This goes for health and mental health practitioners—as much as it does for everyone, including you and me.
This morning I had my annual physical exam. For the first time that I can recall, my general practitioner’s office gave me a mental health screening—including an entire form on suicide. As a recent young widow by suicide loss (my husband took his life in 2020), the deceptively simple sheet of paper conjured visceral emotions and deep reflection.
I’m ecstatic that mental health is being integrated into regular healthcare. Doctors are a key player in initially identifying, and later treating, mental health issues.
That said, I’m not convinced that these sheets of paper adequately capture the presence of mental health conditions—especially the more “shameful” (read: stigmatized) ones.

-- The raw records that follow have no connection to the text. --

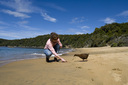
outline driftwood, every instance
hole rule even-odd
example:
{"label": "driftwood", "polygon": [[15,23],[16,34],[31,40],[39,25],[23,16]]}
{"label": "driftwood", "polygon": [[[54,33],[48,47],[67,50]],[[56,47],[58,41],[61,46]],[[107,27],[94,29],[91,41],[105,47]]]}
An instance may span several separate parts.
{"label": "driftwood", "polygon": [[74,56],[78,56],[81,59],[83,59],[83,61],[84,61],[84,59],[87,59],[88,58],[89,53],[75,54]]}

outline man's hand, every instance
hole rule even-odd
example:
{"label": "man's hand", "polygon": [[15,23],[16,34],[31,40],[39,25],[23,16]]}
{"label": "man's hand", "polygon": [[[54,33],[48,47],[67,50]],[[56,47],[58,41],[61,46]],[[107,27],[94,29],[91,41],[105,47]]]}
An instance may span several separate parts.
{"label": "man's hand", "polygon": [[62,46],[60,46],[60,48],[62,48]]}

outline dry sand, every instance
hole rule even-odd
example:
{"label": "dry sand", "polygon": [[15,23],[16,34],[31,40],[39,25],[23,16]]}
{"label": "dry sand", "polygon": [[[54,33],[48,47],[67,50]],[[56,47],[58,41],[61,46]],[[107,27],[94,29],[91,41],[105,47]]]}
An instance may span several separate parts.
{"label": "dry sand", "polygon": [[[75,53],[90,55],[83,62]],[[62,57],[68,62],[40,58],[4,65],[0,85],[128,85],[128,47],[79,48]]]}

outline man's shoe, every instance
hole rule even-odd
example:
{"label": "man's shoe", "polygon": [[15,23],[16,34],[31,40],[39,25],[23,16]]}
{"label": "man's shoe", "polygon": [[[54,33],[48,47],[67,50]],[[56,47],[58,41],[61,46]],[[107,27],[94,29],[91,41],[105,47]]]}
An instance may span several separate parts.
{"label": "man's shoe", "polygon": [[55,58],[55,57],[54,57],[54,61],[59,62],[59,61],[57,60],[57,58]]}
{"label": "man's shoe", "polygon": [[49,62],[49,58],[48,57],[46,57],[46,62]]}

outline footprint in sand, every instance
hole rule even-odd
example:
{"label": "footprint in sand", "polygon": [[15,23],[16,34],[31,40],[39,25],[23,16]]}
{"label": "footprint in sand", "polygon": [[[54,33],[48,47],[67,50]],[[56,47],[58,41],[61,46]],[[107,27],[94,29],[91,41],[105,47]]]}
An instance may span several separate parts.
{"label": "footprint in sand", "polygon": [[113,70],[112,71],[112,76],[114,77],[114,80],[116,82],[121,81],[121,73],[122,73],[122,70],[119,69],[119,68],[113,68],[112,70]]}
{"label": "footprint in sand", "polygon": [[126,84],[123,84],[123,85],[128,85],[128,82]]}

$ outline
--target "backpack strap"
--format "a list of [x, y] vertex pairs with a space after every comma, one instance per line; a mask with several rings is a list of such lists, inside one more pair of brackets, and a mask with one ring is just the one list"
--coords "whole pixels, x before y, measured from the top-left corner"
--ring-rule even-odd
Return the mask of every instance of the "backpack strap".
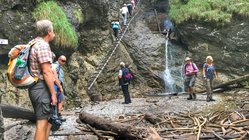
[[29, 48], [29, 55], [28, 55], [28, 60], [27, 60], [27, 65], [28, 65], [28, 71], [29, 71], [29, 74], [32, 76], [32, 77], [34, 77], [37, 81], [38, 81], [38, 77], [35, 77], [34, 75], [33, 75], [33, 73], [31, 72], [31, 70], [30, 70], [30, 52], [31, 52], [31, 49], [32, 49], [32, 47], [37, 43], [38, 41], [37, 40], [35, 40], [35, 39], [33, 39], [33, 40], [31, 40], [29, 43], [28, 43], [28, 45], [30, 46], [30, 48]]

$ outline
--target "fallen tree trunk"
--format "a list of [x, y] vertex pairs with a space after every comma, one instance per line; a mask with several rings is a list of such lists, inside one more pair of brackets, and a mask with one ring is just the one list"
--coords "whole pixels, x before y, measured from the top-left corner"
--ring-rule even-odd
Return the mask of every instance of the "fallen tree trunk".
[[137, 129], [129, 124], [112, 122], [111, 120], [103, 119], [101, 117], [91, 115], [84, 111], [80, 112], [79, 119], [83, 123], [89, 124], [92, 127], [95, 127], [96, 129], [117, 133], [118, 136], [122, 138], [143, 139], [144, 136], [141, 135], [141, 132], [145, 133], [144, 129]]
[[15, 119], [26, 119], [30, 121], [35, 121], [35, 114], [33, 111], [21, 108], [21, 107], [16, 107], [16, 106], [11, 106], [7, 104], [0, 104], [0, 107], [3, 112], [3, 117], [4, 118], [15, 118]]
[[[225, 88], [225, 87], [228, 87], [230, 85], [246, 81], [246, 80], [248, 80], [248, 78], [249, 78], [249, 74], [241, 76], [241, 77], [238, 77], [238, 78], [233, 79], [231, 81], [228, 81], [228, 82], [216, 85], [216, 86], [213, 87], [213, 89]], [[203, 92], [206, 92], [206, 90], [197, 91], [197, 93], [203, 93]]]
[[152, 124], [157, 124], [157, 123], [162, 121], [162, 119], [160, 119], [159, 117], [157, 117], [157, 116], [155, 116], [155, 115], [153, 115], [151, 113], [146, 113], [144, 115], [144, 119], [149, 121]]

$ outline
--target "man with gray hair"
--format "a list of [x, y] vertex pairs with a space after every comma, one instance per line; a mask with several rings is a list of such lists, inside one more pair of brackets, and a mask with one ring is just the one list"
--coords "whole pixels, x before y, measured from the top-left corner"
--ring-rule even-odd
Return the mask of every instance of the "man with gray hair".
[[55, 37], [52, 22], [40, 20], [36, 23], [37, 38], [30, 50], [29, 67], [38, 82], [28, 89], [36, 115], [35, 140], [47, 140], [52, 125], [48, 119], [51, 116], [51, 104], [57, 104], [56, 92], [54, 90], [54, 75], [51, 69], [52, 52], [49, 42]]
[[129, 81], [125, 80], [125, 75], [129, 73], [129, 69], [125, 67], [125, 63], [120, 63], [120, 70], [118, 74], [119, 85], [122, 88], [125, 101], [122, 104], [129, 104], [131, 103], [130, 93], [129, 93]]

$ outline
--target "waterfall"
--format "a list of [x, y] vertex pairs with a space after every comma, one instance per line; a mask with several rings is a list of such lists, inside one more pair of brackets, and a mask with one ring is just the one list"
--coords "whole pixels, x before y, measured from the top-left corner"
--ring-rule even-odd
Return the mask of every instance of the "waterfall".
[[171, 76], [170, 69], [169, 69], [169, 53], [168, 53], [168, 43], [169, 40], [166, 39], [165, 41], [165, 70], [164, 70], [164, 83], [165, 83], [165, 90], [166, 93], [174, 92], [175, 91], [175, 81]]

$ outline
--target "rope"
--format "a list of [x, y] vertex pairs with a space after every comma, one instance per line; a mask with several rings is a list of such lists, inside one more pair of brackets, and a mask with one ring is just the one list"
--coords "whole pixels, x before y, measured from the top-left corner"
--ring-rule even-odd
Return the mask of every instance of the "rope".
[[93, 82], [90, 84], [90, 86], [88, 87], [88, 90], [90, 90], [93, 86], [93, 84], [96, 82], [96, 80], [98, 79], [99, 75], [102, 73], [102, 71], [104, 70], [105, 66], [107, 65], [107, 63], [110, 61], [112, 55], [114, 54], [114, 52], [116, 51], [117, 47], [119, 46], [119, 43], [121, 42], [122, 38], [124, 37], [131, 21], [137, 16], [137, 14], [139, 13], [139, 11], [130, 19], [130, 21], [128, 22], [128, 24], [126, 25], [125, 30], [123, 31], [121, 37], [119, 38], [116, 46], [114, 47], [112, 53], [110, 54], [110, 56], [108, 57], [108, 59], [106, 60], [105, 64], [103, 65], [103, 67], [101, 68], [101, 70], [98, 72], [97, 76], [94, 78]]

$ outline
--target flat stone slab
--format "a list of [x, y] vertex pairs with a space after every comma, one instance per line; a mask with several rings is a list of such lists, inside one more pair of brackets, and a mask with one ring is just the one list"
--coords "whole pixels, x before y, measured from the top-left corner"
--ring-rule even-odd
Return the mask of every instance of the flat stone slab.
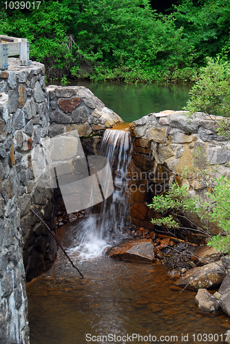
[[191, 259], [196, 263], [197, 266], [202, 266], [207, 263], [213, 263], [219, 260], [221, 256], [222, 253], [220, 250], [204, 245], [198, 246], [196, 249]]
[[220, 310], [220, 302], [207, 289], [202, 288], [198, 290], [196, 295], [195, 302], [198, 306], [200, 312], [214, 313]]
[[193, 290], [218, 287], [225, 277], [225, 268], [220, 261], [187, 271], [176, 285]]
[[116, 259], [141, 263], [152, 263], [154, 246], [147, 239], [131, 239], [112, 247], [107, 254]]

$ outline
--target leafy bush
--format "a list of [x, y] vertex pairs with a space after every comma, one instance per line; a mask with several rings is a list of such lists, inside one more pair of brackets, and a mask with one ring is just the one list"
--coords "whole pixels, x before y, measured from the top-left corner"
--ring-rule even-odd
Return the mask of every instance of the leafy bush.
[[[230, 116], [230, 64], [217, 58], [207, 58], [207, 65], [201, 68], [196, 84], [191, 90], [191, 98], [185, 109], [189, 111], [189, 116], [196, 116], [196, 112], [202, 111], [211, 119], [211, 114]], [[229, 120], [218, 121], [219, 133], [229, 138]], [[216, 222], [223, 230], [224, 235], [219, 235], [211, 237], [208, 244], [222, 250], [230, 250], [230, 180], [222, 177], [216, 180], [213, 175], [216, 171], [211, 171], [207, 157], [202, 149], [194, 153], [194, 164], [192, 170], [185, 169], [183, 175], [191, 173], [198, 178], [204, 186], [209, 186], [211, 190], [207, 193], [209, 202], [199, 196], [190, 197], [187, 186], [180, 186], [175, 183], [171, 185], [165, 195], [154, 197], [151, 208], [163, 213], [163, 217], [152, 219], [152, 223], [164, 225], [168, 228], [179, 228], [176, 221], [176, 213], [189, 211], [196, 214], [203, 221], [203, 226], [198, 228], [207, 231], [209, 223]], [[185, 178], [187, 178], [185, 176]], [[213, 187], [213, 185], [215, 187]], [[169, 212], [171, 215], [168, 215]], [[168, 216], [166, 216], [168, 215]]]
[[49, 78], [85, 75], [87, 65], [94, 80], [176, 80], [196, 54], [174, 17], [156, 14], [148, 0], [43, 0], [36, 10], [1, 16], [1, 34], [28, 38]]

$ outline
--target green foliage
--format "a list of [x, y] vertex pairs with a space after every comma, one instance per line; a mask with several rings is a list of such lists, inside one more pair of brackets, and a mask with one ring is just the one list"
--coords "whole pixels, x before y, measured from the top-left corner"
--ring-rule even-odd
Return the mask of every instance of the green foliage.
[[[176, 215], [180, 211], [189, 211], [196, 214], [201, 220], [205, 222], [216, 222], [223, 230], [218, 235], [211, 237], [208, 245], [222, 251], [230, 250], [230, 180], [221, 177], [216, 180], [216, 186], [207, 193], [210, 201], [206, 202], [199, 196], [190, 197], [185, 186], [179, 186], [174, 183], [169, 191], [164, 195], [157, 195], [153, 198], [149, 208], [156, 211], [167, 214], [169, 211]], [[166, 228], [179, 228], [178, 222], [169, 215], [160, 219], [153, 219], [153, 224], [158, 226], [164, 225]]]
[[[176, 182], [170, 186], [165, 195], [157, 195], [153, 198], [152, 203], [148, 205], [155, 211], [162, 213], [163, 216], [160, 219], [151, 219], [151, 222], [158, 226], [164, 225], [169, 229], [180, 228], [178, 222], [175, 219], [178, 212], [194, 213], [204, 219], [209, 206], [199, 196], [190, 197], [187, 185], [180, 186]], [[168, 215], [169, 212], [171, 214]], [[204, 227], [205, 226], [204, 223]]]
[[151, 82], [193, 72], [196, 53], [183, 28], [147, 0], [43, 0], [36, 10], [2, 10], [0, 27], [28, 39], [31, 57], [45, 63], [49, 78]]
[[[192, 87], [191, 98], [185, 109], [191, 116], [202, 111], [212, 118], [209, 114], [230, 117], [230, 64], [220, 58], [207, 58], [207, 67], [200, 69], [196, 83]], [[218, 121], [219, 133], [228, 138], [230, 137], [229, 118]], [[169, 212], [173, 215], [180, 211], [196, 214], [203, 221], [203, 228], [208, 228], [209, 223], [214, 222], [223, 230], [221, 235], [211, 237], [208, 244], [222, 251], [230, 250], [230, 180], [222, 177], [218, 180], [214, 175], [218, 166], [213, 168], [204, 153], [202, 147], [198, 144], [194, 151], [194, 166], [187, 168], [182, 178], [198, 180], [204, 188], [210, 191], [206, 195], [209, 202], [198, 196], [190, 197], [187, 186], [179, 186], [173, 184], [165, 195], [156, 196], [149, 204], [151, 208], [163, 213], [163, 216]], [[175, 217], [175, 216], [174, 216]], [[171, 216], [152, 220], [156, 224], [163, 224], [170, 228], [180, 228]], [[200, 228], [202, 229], [202, 228]]]
[[219, 53], [229, 54], [229, 0], [182, 0], [174, 6], [178, 28], [198, 52], [197, 61]]
[[230, 180], [222, 177], [217, 180], [217, 185], [212, 193], [208, 196], [214, 204], [209, 213], [211, 221], [218, 222], [227, 235], [213, 237], [209, 245], [222, 250], [230, 249]]
[[207, 58], [191, 88], [185, 109], [191, 114], [202, 111], [209, 115], [230, 116], [230, 63]]

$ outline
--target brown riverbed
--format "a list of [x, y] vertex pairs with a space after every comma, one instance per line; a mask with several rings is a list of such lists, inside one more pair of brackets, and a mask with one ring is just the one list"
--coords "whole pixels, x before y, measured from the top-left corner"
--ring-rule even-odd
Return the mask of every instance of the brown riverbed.
[[[65, 247], [74, 244], [76, 230], [74, 224], [62, 228], [59, 237]], [[138, 342], [134, 336], [133, 343], [146, 344], [224, 343], [230, 319], [223, 314], [199, 314], [196, 292], [180, 292], [160, 263], [105, 256], [78, 261], [76, 252], [71, 257], [85, 279], [60, 250], [52, 268], [28, 286], [31, 344], [126, 343], [132, 341], [118, 341], [119, 336], [132, 334], [143, 338]], [[216, 336], [205, 341], [205, 334]], [[100, 339], [93, 336], [103, 335], [107, 341], [93, 341]]]

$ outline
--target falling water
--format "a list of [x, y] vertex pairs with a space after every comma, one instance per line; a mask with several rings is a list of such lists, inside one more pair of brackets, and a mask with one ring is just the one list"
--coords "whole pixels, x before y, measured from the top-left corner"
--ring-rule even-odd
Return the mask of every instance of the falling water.
[[132, 140], [128, 131], [106, 129], [98, 155], [105, 156], [109, 162], [114, 190], [102, 203], [99, 217], [90, 209], [87, 218], [79, 224], [75, 237], [77, 246], [70, 251], [78, 251], [82, 259], [98, 257], [106, 247], [127, 237], [125, 225], [128, 214], [128, 181], [125, 176], [130, 163], [131, 150]]

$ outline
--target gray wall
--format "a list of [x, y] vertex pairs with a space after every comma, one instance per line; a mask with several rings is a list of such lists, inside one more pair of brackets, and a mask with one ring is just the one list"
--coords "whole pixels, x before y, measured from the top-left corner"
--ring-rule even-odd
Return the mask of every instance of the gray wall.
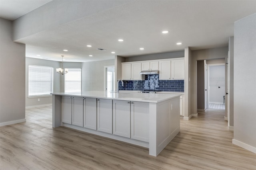
[[[28, 65], [46, 66], [53, 67], [53, 92], [64, 92], [64, 75], [56, 72], [56, 68], [61, 67], [61, 62], [42, 59], [26, 57], [26, 107], [34, 107], [39, 105], [51, 104], [52, 96], [28, 98]], [[81, 63], [64, 62], [65, 68], [81, 68]], [[40, 99], [40, 101], [38, 101]]]
[[209, 103], [223, 103], [225, 96], [225, 65], [209, 67]]
[[[197, 111], [197, 83], [196, 75], [196, 61], [202, 60], [226, 58], [228, 48], [224, 47], [214, 49], [192, 51], [191, 60], [189, 63], [189, 76], [190, 78], [189, 85], [188, 115], [190, 114], [196, 114]], [[191, 105], [190, 105], [190, 104]]]
[[82, 64], [82, 91], [104, 90], [104, 66], [115, 65], [115, 60]]
[[204, 61], [197, 61], [197, 109], [204, 109]]
[[0, 18], [0, 125], [26, 121], [25, 45], [12, 41], [12, 22]]
[[256, 13], [235, 22], [234, 139], [256, 153]]
[[148, 55], [134, 56], [125, 58], [125, 62], [144, 61], [146, 60], [159, 60], [160, 59], [172, 59], [184, 57], [184, 51], [161, 54], [154, 54]]

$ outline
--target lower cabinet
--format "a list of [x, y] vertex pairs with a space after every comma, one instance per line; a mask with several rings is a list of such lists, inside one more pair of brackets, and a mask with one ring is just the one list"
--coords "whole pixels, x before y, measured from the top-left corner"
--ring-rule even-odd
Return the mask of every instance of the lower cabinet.
[[113, 100], [113, 134], [131, 137], [131, 102]]
[[112, 133], [112, 100], [97, 99], [97, 130], [108, 133]]
[[132, 102], [131, 103], [131, 138], [149, 142], [149, 104]]
[[62, 122], [82, 127], [83, 98], [63, 96], [62, 104]]
[[97, 129], [96, 99], [84, 98], [84, 127]]

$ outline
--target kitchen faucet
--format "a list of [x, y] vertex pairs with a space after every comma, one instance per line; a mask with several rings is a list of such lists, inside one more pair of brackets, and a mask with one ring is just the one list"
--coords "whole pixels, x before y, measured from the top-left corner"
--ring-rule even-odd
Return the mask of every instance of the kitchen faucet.
[[117, 88], [116, 88], [116, 92], [117, 93], [118, 93], [119, 92], [119, 82], [121, 81], [121, 82], [122, 82], [122, 86], [124, 86], [124, 82], [123, 82], [123, 80], [117, 80], [117, 84], [116, 85], [116, 87], [117, 87]]

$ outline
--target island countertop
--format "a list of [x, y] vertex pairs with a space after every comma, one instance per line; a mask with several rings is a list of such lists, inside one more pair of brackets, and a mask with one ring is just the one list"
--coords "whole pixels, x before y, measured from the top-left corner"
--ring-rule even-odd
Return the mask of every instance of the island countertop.
[[150, 103], [159, 103], [180, 96], [180, 94], [107, 92], [103, 91], [89, 91], [81, 92], [53, 93], [54, 95], [128, 100]]

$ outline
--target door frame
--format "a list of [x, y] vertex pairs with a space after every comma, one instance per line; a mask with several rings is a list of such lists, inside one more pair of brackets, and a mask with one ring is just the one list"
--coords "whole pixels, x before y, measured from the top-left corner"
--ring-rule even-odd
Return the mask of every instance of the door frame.
[[[107, 89], [107, 77], [108, 76], [108, 71], [107, 69], [109, 67], [114, 67], [115, 68], [114, 65], [111, 65], [111, 66], [104, 66], [104, 89], [103, 89], [103, 91], [107, 91], [108, 89]], [[114, 76], [115, 74], [114, 74]], [[115, 80], [113, 79], [113, 83], [114, 83], [114, 90], [115, 90]]]

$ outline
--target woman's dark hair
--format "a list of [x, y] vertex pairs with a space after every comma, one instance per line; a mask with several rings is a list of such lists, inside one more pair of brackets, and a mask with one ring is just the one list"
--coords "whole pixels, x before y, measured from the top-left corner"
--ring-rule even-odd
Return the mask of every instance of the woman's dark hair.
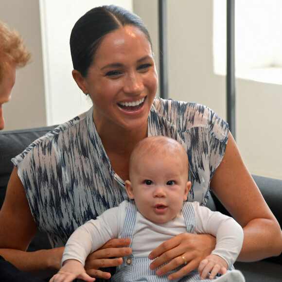
[[73, 68], [86, 77], [104, 36], [126, 25], [133, 25], [144, 33], [152, 47], [149, 32], [141, 18], [121, 7], [111, 5], [94, 8], [75, 23], [70, 44]]

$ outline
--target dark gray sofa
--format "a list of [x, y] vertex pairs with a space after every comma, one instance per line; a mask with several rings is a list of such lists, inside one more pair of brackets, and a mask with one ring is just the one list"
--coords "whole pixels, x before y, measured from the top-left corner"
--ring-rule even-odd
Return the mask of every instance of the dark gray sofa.
[[[54, 127], [0, 131], [0, 208], [13, 168], [10, 160], [12, 158], [21, 153], [32, 141]], [[257, 176], [253, 177], [280, 226], [282, 226], [282, 180]], [[213, 195], [211, 195], [207, 206], [212, 210], [227, 213]], [[38, 232], [31, 242], [28, 251], [50, 247], [46, 234]], [[247, 282], [282, 282], [282, 255], [254, 263], [237, 262], [235, 266], [243, 272]]]

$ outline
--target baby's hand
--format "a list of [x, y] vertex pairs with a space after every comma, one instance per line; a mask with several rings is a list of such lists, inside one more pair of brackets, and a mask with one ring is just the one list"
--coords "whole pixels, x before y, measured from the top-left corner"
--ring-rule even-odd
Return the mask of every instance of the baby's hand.
[[67, 260], [58, 272], [54, 275], [50, 282], [71, 282], [75, 278], [87, 282], [93, 282], [95, 278], [87, 274], [82, 264], [75, 260]]
[[209, 278], [213, 279], [217, 273], [227, 273], [228, 267], [225, 260], [216, 255], [210, 255], [200, 263], [198, 271], [201, 279], [206, 279], [210, 272]]

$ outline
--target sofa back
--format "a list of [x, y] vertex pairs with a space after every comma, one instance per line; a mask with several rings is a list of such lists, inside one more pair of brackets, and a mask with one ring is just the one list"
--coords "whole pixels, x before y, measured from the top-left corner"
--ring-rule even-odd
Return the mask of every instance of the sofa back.
[[21, 153], [35, 140], [55, 126], [0, 131], [0, 209], [14, 165], [11, 159]]

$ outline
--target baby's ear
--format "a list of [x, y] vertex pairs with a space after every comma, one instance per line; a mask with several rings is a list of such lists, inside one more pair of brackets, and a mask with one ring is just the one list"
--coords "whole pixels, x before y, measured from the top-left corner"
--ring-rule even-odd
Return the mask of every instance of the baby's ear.
[[185, 190], [184, 191], [184, 197], [183, 199], [184, 201], [187, 201], [187, 198], [188, 197], [188, 193], [190, 191], [191, 188], [192, 183], [190, 181], [187, 181], [186, 185], [185, 185]]
[[127, 195], [128, 195], [128, 198], [133, 200], [134, 198], [133, 189], [131, 182], [129, 180], [125, 180], [125, 189], [126, 189], [126, 192], [127, 192]]

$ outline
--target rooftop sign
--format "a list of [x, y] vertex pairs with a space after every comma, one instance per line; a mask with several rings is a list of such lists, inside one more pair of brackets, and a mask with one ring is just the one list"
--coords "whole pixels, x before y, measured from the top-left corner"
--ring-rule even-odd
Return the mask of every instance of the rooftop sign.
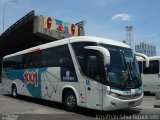
[[78, 36], [78, 26], [75, 24], [66, 23], [50, 17], [43, 17], [43, 22], [43, 27], [48, 30], [64, 32], [71, 36]]

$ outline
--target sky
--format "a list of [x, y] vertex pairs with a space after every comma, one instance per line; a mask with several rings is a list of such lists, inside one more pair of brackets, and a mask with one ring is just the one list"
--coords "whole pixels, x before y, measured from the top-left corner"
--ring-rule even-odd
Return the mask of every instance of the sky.
[[[5, 15], [4, 15], [5, 6]], [[31, 10], [68, 23], [85, 21], [88, 36], [126, 39], [133, 26], [132, 46], [155, 45], [160, 55], [160, 0], [0, 0], [0, 33]]]

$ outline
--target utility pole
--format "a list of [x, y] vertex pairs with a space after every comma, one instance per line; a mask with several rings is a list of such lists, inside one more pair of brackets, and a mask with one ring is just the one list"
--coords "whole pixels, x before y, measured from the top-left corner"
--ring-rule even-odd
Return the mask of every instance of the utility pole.
[[3, 32], [4, 32], [4, 27], [5, 27], [5, 12], [6, 12], [6, 6], [8, 3], [10, 2], [17, 2], [16, 0], [9, 0], [7, 2], [4, 3], [4, 7], [3, 7]]
[[126, 26], [126, 42], [132, 48], [133, 36], [132, 36], [133, 26]]

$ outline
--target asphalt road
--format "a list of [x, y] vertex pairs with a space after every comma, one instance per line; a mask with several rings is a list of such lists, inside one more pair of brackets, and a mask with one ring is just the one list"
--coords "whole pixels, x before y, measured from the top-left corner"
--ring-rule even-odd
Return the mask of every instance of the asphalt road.
[[154, 95], [146, 95], [141, 106], [111, 112], [79, 108], [67, 112], [60, 103], [20, 96], [3, 95], [0, 85], [0, 119], [2, 120], [96, 120], [153, 119], [160, 120], [160, 108], [153, 108]]

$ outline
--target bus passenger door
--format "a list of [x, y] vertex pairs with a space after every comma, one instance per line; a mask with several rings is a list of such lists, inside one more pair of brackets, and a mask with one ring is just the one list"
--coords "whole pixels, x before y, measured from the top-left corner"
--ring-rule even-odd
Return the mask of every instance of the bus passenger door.
[[88, 53], [86, 61], [86, 106], [102, 110], [102, 74], [98, 52]]
[[149, 67], [143, 65], [142, 81], [144, 91], [155, 92], [160, 86], [159, 60], [150, 60]]

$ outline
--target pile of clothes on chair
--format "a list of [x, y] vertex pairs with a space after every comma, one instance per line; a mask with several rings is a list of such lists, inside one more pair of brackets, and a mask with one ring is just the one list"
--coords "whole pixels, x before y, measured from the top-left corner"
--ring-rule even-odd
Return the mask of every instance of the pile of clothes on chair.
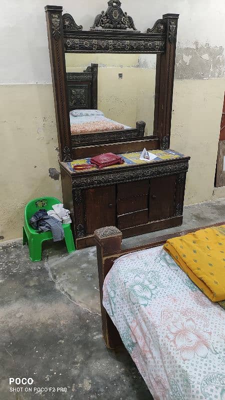
[[46, 211], [44, 208], [37, 211], [30, 220], [34, 229], [38, 232], [46, 232], [52, 230], [54, 242], [58, 242], [64, 238], [64, 230], [62, 224], [70, 224], [70, 212], [64, 208], [62, 203], [52, 206], [52, 210]]

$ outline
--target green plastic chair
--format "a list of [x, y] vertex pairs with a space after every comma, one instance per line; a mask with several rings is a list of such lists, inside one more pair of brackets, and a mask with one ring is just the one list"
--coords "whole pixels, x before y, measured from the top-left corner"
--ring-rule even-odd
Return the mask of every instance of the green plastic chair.
[[[54, 197], [40, 197], [31, 200], [26, 204], [24, 212], [24, 225], [22, 228], [22, 244], [28, 244], [29, 248], [30, 258], [32, 261], [40, 261], [42, 260], [42, 244], [44, 240], [53, 238], [50, 230], [38, 233], [32, 228], [29, 220], [34, 214], [39, 210], [45, 208], [47, 211], [52, 210], [52, 206], [61, 202]], [[68, 253], [74, 252], [74, 238], [70, 224], [62, 224], [64, 238]]]

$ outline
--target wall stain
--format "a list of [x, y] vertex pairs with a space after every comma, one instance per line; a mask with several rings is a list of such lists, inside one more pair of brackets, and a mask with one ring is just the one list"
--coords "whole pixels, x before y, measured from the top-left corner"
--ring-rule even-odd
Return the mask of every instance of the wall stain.
[[50, 168], [48, 169], [48, 176], [52, 179], [54, 180], [59, 180], [60, 172], [58, 171], [56, 168]]
[[182, 47], [176, 51], [175, 79], [212, 79], [224, 76], [225, 58], [222, 46], [200, 44], [196, 40], [194, 47]]

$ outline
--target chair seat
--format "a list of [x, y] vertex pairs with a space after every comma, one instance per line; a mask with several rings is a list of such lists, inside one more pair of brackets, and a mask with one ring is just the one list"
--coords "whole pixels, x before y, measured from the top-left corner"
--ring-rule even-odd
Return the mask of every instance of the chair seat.
[[[39, 210], [47, 211], [52, 210], [52, 206], [61, 202], [56, 198], [44, 197], [34, 198], [29, 202], [25, 207], [24, 225], [23, 227], [23, 244], [28, 243], [30, 258], [32, 261], [40, 261], [42, 259], [42, 244], [43, 242], [53, 238], [51, 230], [39, 232], [34, 229], [29, 220], [34, 214]], [[62, 224], [64, 239], [68, 253], [75, 251], [74, 238], [70, 224]]]

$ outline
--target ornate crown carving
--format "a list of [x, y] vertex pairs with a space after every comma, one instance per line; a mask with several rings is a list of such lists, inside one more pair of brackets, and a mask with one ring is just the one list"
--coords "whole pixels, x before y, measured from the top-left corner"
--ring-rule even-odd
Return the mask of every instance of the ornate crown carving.
[[64, 30], [82, 30], [82, 25], [78, 25], [70, 14], [64, 14], [62, 24]]
[[124, 12], [120, 0], [109, 0], [107, 10], [102, 11], [96, 17], [91, 30], [118, 30], [122, 32], [127, 29], [132, 32], [140, 32], [136, 29], [132, 18]]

As I filled out the form, I caught myself downplaying my own experience. For one, the delivery of the questions was frigidly cold; neither the words on the form nor the receptionist who handed me the sheet of paper gave me any sort of forewarning or comfort. I had no idea that I'd be asked to disclose the deepest depths of my mental health—or life.
I’m not concerned that I'm at risk for self-harm (although as most widows and survivors of suicide loss will confirm, it's crossed our minds at least once). I see a therapist weekly and prioritize my mental health. I meditate daily and have a regular spiritual practice, as well as take care of my physical body. I’m also a social worker myself. Regardless, I have bad days, some of them excruciatingly low. (Of course I do; my husband took his life.)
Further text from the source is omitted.